If the checking code generator is faulty, however, the same checking code may be generated for the same data message. At best, no progress in finding a remedy for the error is made. Worse, intermittent and unpredictable errors can be generated. Accordingly, the same or other malfunctions are likely to occur. In fact, the most insidious circumstance is one in which data is received erroneously but the checking code indicates the contrary. When this situation occurs, the receiving functional unit and the system connected thereto treat the data as if it were accurate, resulting in potentially serious consequences downstream.
U.S. Pat. No. 4,454,600 issued to LeGresley teaches the use of a circuit for generating CRC codes. It is cited herein as an example of many types of CRC generator circuits currently used.
U.S. Pat. No. 4,520,481 issued to Israel teaches the use of a CRC circuit for detecting malfunctioning units.
U.S. Pat. No. 4,312,068 issued to Goss et al teaches a method of comparing CRC codes that are generated both by the transmitter and by the receiver to ensure proper data transmission.
U.S. Pat. No. 4,422,067 issued to Clark et al discloses a cyclic redundancy checker that ceases to function upon certain conditions, thereby causing an associated circuit to de-energize a load in a control system.

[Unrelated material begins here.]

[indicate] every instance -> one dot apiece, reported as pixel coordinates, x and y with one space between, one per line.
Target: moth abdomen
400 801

U.S. Pat. No. 3,889,109 issued to Blessin teaches the use of a testing mechanism to verify operation of send control logic and receive control logic. During testing operations, a communications subchannel is configured in a so-called wraparound mode so that data sent from a processor is routed through the send control logic and the receive control logic back to the processor. A CRC check is performed on the return data to determine if errors are present. If so, the send control logic and the receive control logic can be selectively bypassed to aid in determining where the error originated.
Each of the aforementioned systems can detect an error not due to a defect in data, but due to a defect in the checking code appended thereto. Moreover, an error in data may occur but, due to a defect in the appended checking code, the error may not be detected by any of these systems. Such a situation can occur if the checking code generator malfunctions or is defective.

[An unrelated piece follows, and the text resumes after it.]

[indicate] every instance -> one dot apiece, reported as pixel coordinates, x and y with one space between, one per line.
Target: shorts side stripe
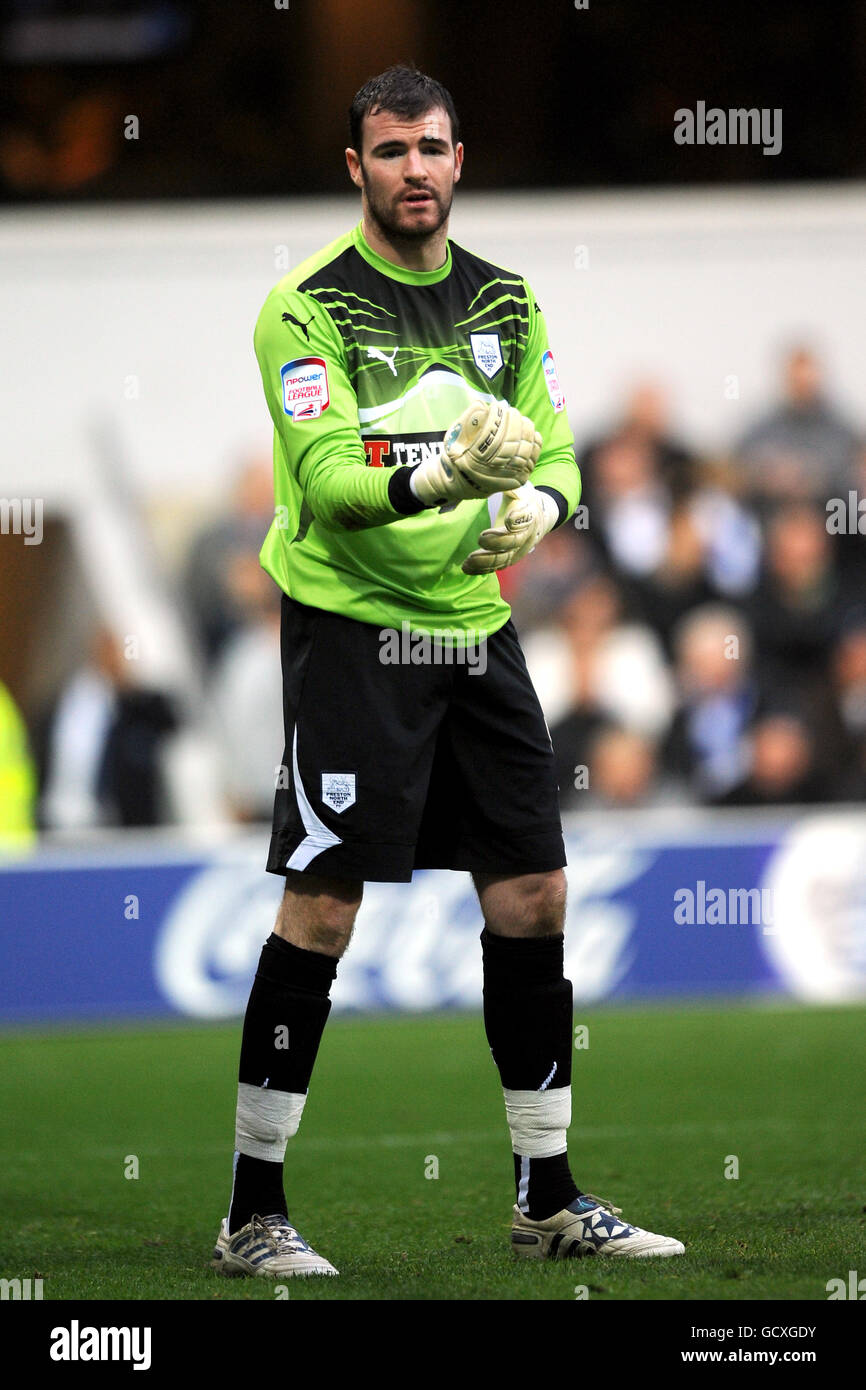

It would be advantageous to provide a system for ensuring correct data transmission between two functional units.
It would also be advantageous to provide a system for ensuring that checking codes themselves are generated properly.

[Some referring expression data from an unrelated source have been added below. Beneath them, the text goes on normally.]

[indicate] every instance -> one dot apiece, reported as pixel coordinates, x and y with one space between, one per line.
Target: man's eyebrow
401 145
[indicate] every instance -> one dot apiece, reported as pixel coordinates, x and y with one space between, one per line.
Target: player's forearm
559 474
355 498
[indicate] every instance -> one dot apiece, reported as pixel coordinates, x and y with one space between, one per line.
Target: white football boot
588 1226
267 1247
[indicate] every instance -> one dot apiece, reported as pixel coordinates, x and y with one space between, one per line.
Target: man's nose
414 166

It would also be advantageous to provide a system for verifying proper operation of a checking code generator by the exercise thereof.
It would further be advantageous to provide a system for exercising checking code generators at either or both ends of a transmission link.
It would also be advantageous to provide a system whereby a comparator is used to compare checking codes generated by each of the devices in communicative relationship with one another.
It would further be advantageous to provide a system for indicating whether a checking code generator is operating properly.